"Guerre de l'IA", "souveraineté" : la suspension d'Anthropic s'invite dans la présidentielle française
L'injonction par Washington de suspendre l'accès de "tout ressortissant étranger" à des modèles d'intelligence artificielle a fait réagir samedi des poids lourds de la présidentielle française, alertant contre une "guerre de l'IA", et le besoin d'indépendance face aux États-Unis.
Le fleuron américain de Anthropic a été contraint vendredi par son gouvernement de couper l'accès à ses modèles les plus puissants dans une décision sans précédent connu.
Washington, invoquant un risque pour la sécurité nationale, a ordonné, au titre du contrôle des exportations, de couper l'accès à ces modèles pour "tout ressortissant étranger, à l'intérieur ou à l'extérieur des États-Unis", y compris "les employés étrangers" d'Anthropic, selon le communiqué de l'entreprise.
"Cette décision soudaine vient nous rappeler que l'intelligence artificielle est déjà un sujet de souveraineté nationale majeur", a estimé sur X Jordan Bardella (Rassemblement national), estimant comme d'autres responsables que "la France doit accélérer dans le soutien à la pépite Mistral AI (entreprise française, ndlr) et à tout l'éco-système IA".
"Depuis 2016, LFI classe le numérique comme nouvelle frontière de l'humanité et refuse que la France soit une colonie numérique des USA", a fait valoir pour sa part Jean-Luc Mélenchon.
Pour l'insoumis, la décision de vendredi "prouve l'urgence d'être indépendants et souverains", même si elle est aussi un "règlement de comptes politique" du gouvernement américain avec Anthropic "partisan d'une IA éthique".
La sécurité, dont Anthropic a fait un argument commercial central, l'oppose déjà à l'administration Trump.
Début mars, le Pentagone a rompu ses contrats avec l'entreprise, désignée comme un "risque pour la chaîne d'approvisionnement". Anthropic, dont les modèles étaient les seuls accrédités secret-défense, a saisi la justice, affirmant avoir été sanctionnée pour avoir refusé que son IA serve à la surveillance de masse ou à des armes autonomes.
"La guerre de l'IA a déjà commencé", a jugé Gabriel Attal (Renaissance), évoquant un risque "de vassalisation totale de la France". "Nous ne pouvons pas compter sur d'autres car cela nous rend vulnérables, la décision des États-Unis le montre.
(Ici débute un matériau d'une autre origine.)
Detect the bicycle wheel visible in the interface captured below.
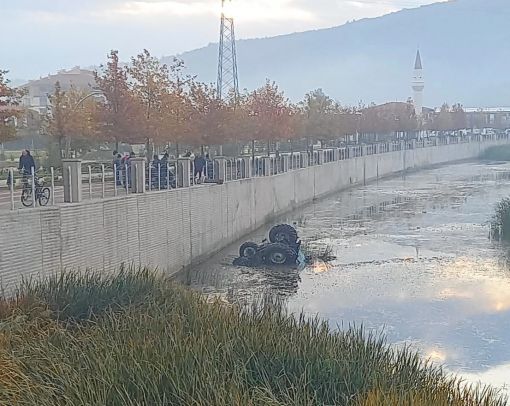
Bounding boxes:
[37,187,51,206]
[21,189,34,207]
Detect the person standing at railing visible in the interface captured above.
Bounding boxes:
[113,152,122,186]
[7,168,15,190]
[159,152,170,188]
[193,155,207,183]
[18,149,36,184]
[150,154,161,188]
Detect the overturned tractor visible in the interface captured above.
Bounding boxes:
[234,224,301,267]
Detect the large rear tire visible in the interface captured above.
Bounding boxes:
[239,242,259,258]
[269,224,298,246]
[262,243,297,266]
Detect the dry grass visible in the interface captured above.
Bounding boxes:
[0,270,504,406]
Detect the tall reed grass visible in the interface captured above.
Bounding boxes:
[0,270,505,406]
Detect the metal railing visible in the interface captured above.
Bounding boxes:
[0,134,510,210]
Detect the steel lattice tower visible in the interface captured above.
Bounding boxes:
[216,0,239,103]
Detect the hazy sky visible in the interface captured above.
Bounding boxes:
[0,0,437,79]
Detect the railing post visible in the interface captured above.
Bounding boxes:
[261,156,271,176]
[88,165,92,200]
[127,157,146,193]
[113,164,121,197]
[177,158,190,187]
[50,166,55,206]
[62,159,82,203]
[214,156,227,182]
[7,168,14,210]
[148,162,152,192]
[299,152,309,168]
[282,155,290,172]
[242,156,252,179]
[101,164,105,199]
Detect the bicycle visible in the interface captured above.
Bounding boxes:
[21,176,51,207]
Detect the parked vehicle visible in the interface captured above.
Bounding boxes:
[21,177,51,207]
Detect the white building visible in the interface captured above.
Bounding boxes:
[20,66,95,116]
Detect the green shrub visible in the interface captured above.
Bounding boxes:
[481,145,510,161]
[0,270,504,406]
[490,198,510,241]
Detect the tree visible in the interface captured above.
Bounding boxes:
[0,70,23,142]
[245,80,293,153]
[45,82,97,158]
[299,89,339,144]
[189,82,229,145]
[451,103,467,130]
[432,103,453,132]
[94,50,140,150]
[127,49,173,156]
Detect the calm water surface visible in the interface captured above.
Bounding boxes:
[177,163,510,390]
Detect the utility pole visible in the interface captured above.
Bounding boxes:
[217,0,239,104]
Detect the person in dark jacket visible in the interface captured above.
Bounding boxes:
[18,149,36,175]
[113,153,122,186]
[194,155,206,183]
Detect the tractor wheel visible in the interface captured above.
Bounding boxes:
[262,243,297,266]
[239,242,259,258]
[232,257,253,267]
[269,224,298,246]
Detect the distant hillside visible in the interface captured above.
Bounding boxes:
[164,0,510,106]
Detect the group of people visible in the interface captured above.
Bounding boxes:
[113,151,213,189]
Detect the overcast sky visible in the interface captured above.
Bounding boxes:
[0,0,437,79]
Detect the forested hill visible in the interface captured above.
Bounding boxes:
[165,0,510,106]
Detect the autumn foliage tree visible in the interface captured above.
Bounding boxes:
[243,80,294,152]
[94,50,140,150]
[0,70,23,142]
[45,82,97,158]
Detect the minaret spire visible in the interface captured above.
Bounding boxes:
[412,49,425,117]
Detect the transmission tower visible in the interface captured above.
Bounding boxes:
[217,0,239,103]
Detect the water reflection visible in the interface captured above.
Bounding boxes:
[180,163,510,392]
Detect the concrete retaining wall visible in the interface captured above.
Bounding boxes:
[0,140,507,289]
Anthropic est leur détroit d'Ormuz", a-t-il ajouté.
Washington "décide de soumettre le développement de l'IA à sa logique de puissance", a abondé Édouard Philippe (Horizons), soulignant que "nous ne maîtrisons ni les modèles, ni le calcul" de l'IA, infrastructure "aussi essentielle que l'électricité ou Internet".
Exhortant l'Europe à "se réveiller", le maire du Havre a appelé à privilégier les "marchés technologiques européens", ou encore à simplifier "des normes qui avantagent les big tech américaines".